I've been trying to adapt the current code for fine-tuning on the LJSpeech dataset, i.e, adding support for English and for the LJSpeech speaker.
My approach currently involves freezing all parameters of the character encoder using param.requires_grad=False, and just training only the language encoder and the speaker encoder. Since there is only one speaker in the LJSpeech dataset, I have even set multi_speaker to False to turn off the adversarial speaker classifier. My model has been training for around 2 days (150 epochs on only the LJSpeech dataset), and while speech is starting to be generated in the LJSpeech speaker's voice, the model appears to have lost all information about other speakers. Consequently, feeding in any speaker id produces speech only in the LJSpeech speaker's voice.
Does this approach seem right to you?
Ou, interesting!
Just to clarify ... Are you useing GeneratedConvolutionalEncoder
as the encoder? If so, how did you add English? Did you make the inner embedding bigger and trainable while fixing the rest of the encoder parameters?
Also, how do you load the pre-trained model or treat the speaker embeddings? Because if you set multi_speaker=False
the checkpoint has some extra paramters (and maybe the decoder expects larger inputs?)

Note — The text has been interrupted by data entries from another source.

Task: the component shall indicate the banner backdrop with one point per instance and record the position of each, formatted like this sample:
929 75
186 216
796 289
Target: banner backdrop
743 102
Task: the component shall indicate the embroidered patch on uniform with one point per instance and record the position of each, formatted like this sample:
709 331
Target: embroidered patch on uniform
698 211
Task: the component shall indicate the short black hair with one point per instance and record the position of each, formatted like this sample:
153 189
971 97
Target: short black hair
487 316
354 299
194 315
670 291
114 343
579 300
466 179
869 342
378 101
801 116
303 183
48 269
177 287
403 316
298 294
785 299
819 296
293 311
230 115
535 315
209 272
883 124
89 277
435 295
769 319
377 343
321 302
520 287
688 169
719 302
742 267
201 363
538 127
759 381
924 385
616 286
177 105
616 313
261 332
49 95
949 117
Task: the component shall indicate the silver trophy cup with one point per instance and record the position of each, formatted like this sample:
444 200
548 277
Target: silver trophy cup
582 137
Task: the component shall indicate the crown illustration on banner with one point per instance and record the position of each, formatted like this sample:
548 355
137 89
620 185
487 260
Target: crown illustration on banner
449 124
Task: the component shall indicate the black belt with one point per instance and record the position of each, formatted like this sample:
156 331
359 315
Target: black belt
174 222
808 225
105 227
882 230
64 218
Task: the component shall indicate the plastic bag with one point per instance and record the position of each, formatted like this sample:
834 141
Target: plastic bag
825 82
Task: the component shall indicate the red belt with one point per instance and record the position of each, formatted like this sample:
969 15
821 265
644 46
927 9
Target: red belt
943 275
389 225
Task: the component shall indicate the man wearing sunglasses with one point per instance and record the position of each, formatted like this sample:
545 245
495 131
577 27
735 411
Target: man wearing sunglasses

Fixing decoder seems ok, but you cannot expect that the resulting voice will be exactly matching Linda. Maybe, you can try fine-tuning it too but with lower learning rate.
Hi,
So unfortunately, our fine-tuning experiments didn't work out. But we're trying another line of experiments wherein we're attempting to get a single English speaker to speak in another language (say for example, German). In this case, since the use-case employs only one English speaker, is it sufficient to train the model using English recordings of only the target speaker, and German recordings of multiple other speakers? I.e, am I right in concluding that recordings of multiple English speakers are unnecessary, since we wish to synthesise German speech in only one particular English voice?
Thanks!
Please include instructions on how to resume training starting with your 70k iteration weights.
Would it be possible to add additional languages as part of a fine tuning process?